From New York he travelled in the early 1960s as a member of dance bands led by Buddy Morrow, Les and Larry Elgart, Claude Thornhill, and others. Locally, he played and recorded as the lead altoist with the Latin orchestras of Machito, LaLupe, Julio Gutierrez, Charlie Palmieri and, 1969-72, Tito Puente, with whom he toured in South America. Palmer also performed at the 1974 Newport Jazz Festival with Teo Macero, played on occasion with the Thad Jones/Mel Lewis Orchestra at the Village Vanguard, and was a member of Broadway pit bands - eg, for Grease.
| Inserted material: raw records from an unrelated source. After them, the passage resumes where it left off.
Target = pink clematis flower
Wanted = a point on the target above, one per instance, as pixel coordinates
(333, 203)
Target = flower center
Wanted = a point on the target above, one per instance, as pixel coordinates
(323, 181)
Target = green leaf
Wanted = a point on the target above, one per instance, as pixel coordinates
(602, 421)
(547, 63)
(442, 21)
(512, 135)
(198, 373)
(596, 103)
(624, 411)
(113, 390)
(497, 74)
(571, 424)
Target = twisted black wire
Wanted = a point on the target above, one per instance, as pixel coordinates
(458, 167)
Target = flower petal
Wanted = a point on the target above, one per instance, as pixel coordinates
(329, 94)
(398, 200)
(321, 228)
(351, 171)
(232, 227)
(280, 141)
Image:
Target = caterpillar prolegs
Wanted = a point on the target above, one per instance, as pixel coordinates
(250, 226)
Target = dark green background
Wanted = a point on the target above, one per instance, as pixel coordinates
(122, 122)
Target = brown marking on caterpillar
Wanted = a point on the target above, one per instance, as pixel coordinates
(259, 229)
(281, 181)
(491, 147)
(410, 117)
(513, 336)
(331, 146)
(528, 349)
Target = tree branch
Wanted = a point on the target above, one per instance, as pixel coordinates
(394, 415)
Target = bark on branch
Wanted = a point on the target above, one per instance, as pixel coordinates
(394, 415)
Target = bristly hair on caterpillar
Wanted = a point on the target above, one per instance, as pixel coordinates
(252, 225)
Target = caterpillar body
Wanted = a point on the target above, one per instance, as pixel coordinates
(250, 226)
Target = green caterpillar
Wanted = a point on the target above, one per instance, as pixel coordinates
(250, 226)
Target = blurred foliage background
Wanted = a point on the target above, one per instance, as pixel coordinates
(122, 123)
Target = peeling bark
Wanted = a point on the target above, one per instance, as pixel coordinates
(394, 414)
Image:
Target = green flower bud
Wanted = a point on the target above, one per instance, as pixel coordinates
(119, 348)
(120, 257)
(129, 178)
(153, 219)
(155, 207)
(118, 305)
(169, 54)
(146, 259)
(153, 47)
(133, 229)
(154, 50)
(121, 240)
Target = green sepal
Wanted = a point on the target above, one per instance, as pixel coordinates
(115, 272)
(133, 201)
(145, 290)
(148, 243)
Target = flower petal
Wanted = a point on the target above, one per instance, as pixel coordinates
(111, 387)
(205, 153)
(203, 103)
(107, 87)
Palmer returned to Sydney as artist-in-residence at the College of Cape Breton 1975-7 and became director of jazz studies at Dalhousie University in 1978. His pupils have included John Hollis, Kirk MacDonald, Mike Murley, Dave Parker, and Brigham Phillips. He has worked in CBC Halifax studio orchestras, and played in several jazz groups with Skip Beckwith, Joe Sealy, the drummer Jerry Granelli, and others, at Pepe's in Halifax, and in clubs and concerts elsewhere in the Maritimes. Palmer was a co-founder (with Jo Stern) in 1987, and subsequently artistic director, of the Atlantic Jazz Festival, held in Halifax, Dartmouth and Bedford, NS.

His discography includes LPs with Puente for the Tico label (Palladium Days, 1970), with Konitz for Groove Merchant (Chicago 'n All That Jazz, 1975), and Sealy for Solar (Sailing Home, 1976). In his alto playing, Palmer has personalized Konitz's idiosyncratically melodic style with a dryer, raspy tone and more aggressively defined sense of rhythm.